Criminal groups create “commonwealths”

Venezuelan intelligence agencies detected that “specific alliances between criminal groups” have been strengthening. According to reports, several criminal organizations have created associations to distribute drug trafficking routes, collect vaccines from agricultural producers, and kidnap.

Small alliances also include cooperation to arm themselves with automatic weapons and cartridges.

In this regard, a police chief revealed that “the epicenter of them (gangs) is Tocorón”, alluding to the Aragua Penitentiary Center, located in the town of Tocorón, whose leader Héctor Guerrero Flores (Niño Guerrero) is one of the organizers of that structure that operates in several regions.
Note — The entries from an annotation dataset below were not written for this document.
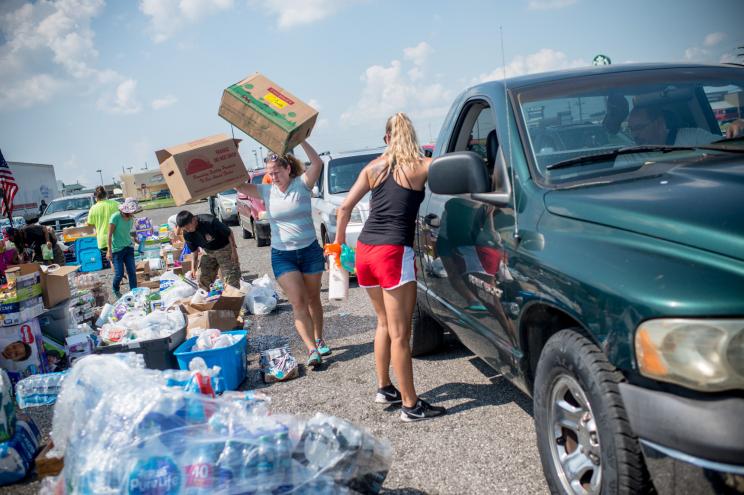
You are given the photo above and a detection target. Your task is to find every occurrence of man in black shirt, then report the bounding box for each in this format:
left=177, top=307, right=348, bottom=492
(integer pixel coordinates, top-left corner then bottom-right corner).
left=176, top=210, right=240, bottom=290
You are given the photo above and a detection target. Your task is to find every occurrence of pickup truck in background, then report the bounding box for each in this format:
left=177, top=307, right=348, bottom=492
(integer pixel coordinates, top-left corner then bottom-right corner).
left=311, top=149, right=384, bottom=247
left=412, top=64, right=744, bottom=495
left=8, top=162, right=58, bottom=222
left=236, top=169, right=271, bottom=247
left=39, top=193, right=95, bottom=236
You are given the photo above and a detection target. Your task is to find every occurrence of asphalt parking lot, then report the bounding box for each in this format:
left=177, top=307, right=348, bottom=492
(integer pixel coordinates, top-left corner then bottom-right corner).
left=11, top=203, right=548, bottom=494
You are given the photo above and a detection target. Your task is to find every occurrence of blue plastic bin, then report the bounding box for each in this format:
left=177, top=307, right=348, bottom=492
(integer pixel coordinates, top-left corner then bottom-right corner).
left=173, top=330, right=248, bottom=390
On some occasions, these alliances between criminal groups presumably have the support of police officers and operators of the justice system. Not in vain, every time there is a procedure with detainees, they seize police or military clothing that they have previously stolen from security agencies.

Last March all those collaborations that state agencies usually provide to certain criminal groups were activated. On that occasion, they arrested three members of the Tren del Llano organization, which set up a base of operations in the municipality of Pedro Zaraza, Guárico, to collect vaccine from producers in rural areas.
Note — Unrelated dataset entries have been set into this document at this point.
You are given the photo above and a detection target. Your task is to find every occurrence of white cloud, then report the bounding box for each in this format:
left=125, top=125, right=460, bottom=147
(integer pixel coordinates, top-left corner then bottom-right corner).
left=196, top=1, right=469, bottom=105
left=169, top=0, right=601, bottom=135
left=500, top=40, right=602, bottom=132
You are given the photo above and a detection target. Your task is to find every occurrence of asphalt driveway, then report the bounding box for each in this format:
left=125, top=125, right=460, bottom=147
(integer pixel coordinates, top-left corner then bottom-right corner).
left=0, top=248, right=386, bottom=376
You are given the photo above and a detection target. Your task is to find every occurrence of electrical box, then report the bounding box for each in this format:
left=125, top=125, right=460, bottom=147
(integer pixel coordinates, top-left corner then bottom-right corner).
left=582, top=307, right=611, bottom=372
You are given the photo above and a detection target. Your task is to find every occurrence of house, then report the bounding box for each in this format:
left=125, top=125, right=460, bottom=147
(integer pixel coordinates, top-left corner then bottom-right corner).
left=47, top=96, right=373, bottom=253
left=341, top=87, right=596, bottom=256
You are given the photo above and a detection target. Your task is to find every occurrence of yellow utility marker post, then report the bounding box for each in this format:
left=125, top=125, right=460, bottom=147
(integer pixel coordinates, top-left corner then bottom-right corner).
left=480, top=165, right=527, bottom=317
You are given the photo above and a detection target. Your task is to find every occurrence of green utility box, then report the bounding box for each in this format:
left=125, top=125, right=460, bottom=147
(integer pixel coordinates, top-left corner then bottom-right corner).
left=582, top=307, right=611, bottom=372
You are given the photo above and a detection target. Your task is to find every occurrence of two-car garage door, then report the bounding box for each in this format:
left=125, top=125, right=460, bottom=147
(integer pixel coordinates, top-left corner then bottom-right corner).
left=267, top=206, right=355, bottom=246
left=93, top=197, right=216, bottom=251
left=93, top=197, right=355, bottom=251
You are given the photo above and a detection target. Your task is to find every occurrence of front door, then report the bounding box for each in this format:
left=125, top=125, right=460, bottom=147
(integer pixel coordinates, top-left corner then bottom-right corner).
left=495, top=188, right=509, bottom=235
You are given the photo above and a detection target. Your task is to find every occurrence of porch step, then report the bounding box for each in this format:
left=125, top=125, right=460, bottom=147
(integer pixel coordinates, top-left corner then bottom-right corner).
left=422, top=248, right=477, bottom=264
The Cicpc arrested three members of this criminal gang, but they were released in the Criminal Judicial Circuit of Guárico, Valle de la Pascua extension. They were recaptured when they went to the Cicpc-Zaraza to denounce that they had been mistreated in the first arrest. Then an operation was launched to capture the members of the Tren del Llano criminal organization, which works in partnership with the El Pepón gang.

In the midst of this police-military deployment, victims informed officials of the location where some members of the criminal group were. These police officers responded to the residents of San José de Unare (Guárico) who could not move to that place “due to lack of gasoline.”

And more recently, an agro-producer from Santa Bárbara de Ipire (Guárico), who is being extorted by the Pepón gang, whose members even threatened him with death, had obstacles in filing said complaint with the security agencies of Zaraza, Guárico. A police chief even told him that he could not serve him “because he was full,” according to testimony.